Hubo un tiempo —y no tan lejano— en que las caricaturas se nos presentaban como inocente pasatiempo, un recreo entre el desayuno y la siesta infantil. Pero la realidad, como siempre, era menos cándida y más calculada. Ni Walt Disney ni los Looney Tunes fueron simples bufones de domingo; eran, más bien, heraldos de un orden social, apóstoles de valores cuidadosamente seleccionados y, en ocasiones, verdugos de identidades que no encajaban en el molde.

No olvidemos que Disney colaboró con el gobierno estadounidense durante la Segunda Guerra Mundial: caricaturas que ridiculizaban al nazismo, pero que, al mismo tiempo, santificaban la obediencia, el consumo y el patriarcado como pilares del “American way of life”. Lo que a primera vista era sátira animada, en el fondo era propaganda con colores brillantes.
Los estereotipos como pedagogía del desprecio
¿Quién no recuerda a los cuervos de Dumbo, caricaturas grotescas de los afroamericanos? ¿O los “pieles rojas” de Peter Pan, reducidos a salvajes exóticos? Así, entre risas y canciones, generaciones de niños aprendieron que el diferente merecía burla, que la mujer debía esperar su rescate, que la violencia era una forma legítima de resolver problemas.
Se dirá que eran otros tiempos, que “así se pensaba”. Y sin embargo, ¿no son los medios el espejo donde una sociedad se mira y, a la vez, el cincel que moldea su rostro?

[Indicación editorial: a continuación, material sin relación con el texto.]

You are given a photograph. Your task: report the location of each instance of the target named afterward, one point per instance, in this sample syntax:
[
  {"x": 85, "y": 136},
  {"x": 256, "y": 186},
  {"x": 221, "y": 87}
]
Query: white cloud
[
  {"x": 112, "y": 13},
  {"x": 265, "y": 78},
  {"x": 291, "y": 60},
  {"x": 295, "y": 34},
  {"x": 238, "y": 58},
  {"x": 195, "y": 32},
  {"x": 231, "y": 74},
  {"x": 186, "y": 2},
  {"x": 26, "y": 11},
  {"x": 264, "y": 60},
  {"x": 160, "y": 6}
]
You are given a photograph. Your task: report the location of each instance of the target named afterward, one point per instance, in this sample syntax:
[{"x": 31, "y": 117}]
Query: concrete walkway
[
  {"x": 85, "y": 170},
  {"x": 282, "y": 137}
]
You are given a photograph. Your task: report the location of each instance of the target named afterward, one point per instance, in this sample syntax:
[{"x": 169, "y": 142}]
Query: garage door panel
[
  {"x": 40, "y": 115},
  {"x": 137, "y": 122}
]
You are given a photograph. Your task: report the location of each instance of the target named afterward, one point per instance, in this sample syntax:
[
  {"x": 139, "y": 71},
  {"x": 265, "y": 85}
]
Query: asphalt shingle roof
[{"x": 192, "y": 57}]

El péndulo de la ideología: de lo conservador a lo progresista
El fenómeno, por supuesto, no murió. Cambió de disfraz. Hoy Disney, Netflix y compañía ya no predican el patriarcado con princesas dormidas, sino la diversidad con heroínas rebeldes y familias no tradicionales. Para algunos, es un avance civilizatorio; para otros, un adoctrinamiento disfrazado de inclusión.
¿Dónde está la verdad? Probablemente en la intersección de ambas visiones: las corporaciones no son templos del altruismo, sino máquinas de dinero. Y el dinero se multiplica cuando logras colonizar la mente del niño de hoy, el consumidor fiel de mañana.

El nuevo oráculo: el algoritmo
Si antes los mensajes ideológicos viajaban en celuloide y colores pastel, hoy se deslizan en pantallas de bolsillo. YouTube y TikTok reemplazaron a la abuela narradora; el algoritmo dicta qué ver, qué reír, qué admirar. Y si un niño pasa horas frente a esa ventana infinita, ¿acaso no es lógico pensar que su visión del mundo estará marcada por ella?

Conclusión
Las caricaturas, ayer y hoy, han sido menos inocentes de lo que parecen. Unas veces sirvieron a gobiernos, otras a corporaciones, siempre a intereses mayores que el simple entretenimiento. La pregunta, entonces, no es si adoctrinan —eso está probado—, sino quién está detrás del pincel que colorea las sonrisas de nuestros hijos, y con qué propósito.
Al final, no se engañe el lector: las caricaturas nunca fueron ingenuas. Son catecismos disfrazados de risas, sermones pintados de colores vivos. Ayer sirvieron al nacionalismo y al patriarcado; hoy, a la corrección política y al mercado global. La infancia, siempre, ha sido el botín más codiciado. Porque quien controla la imaginación de un niño, controla también la obediencia del adulto que ese niño habrá de ser.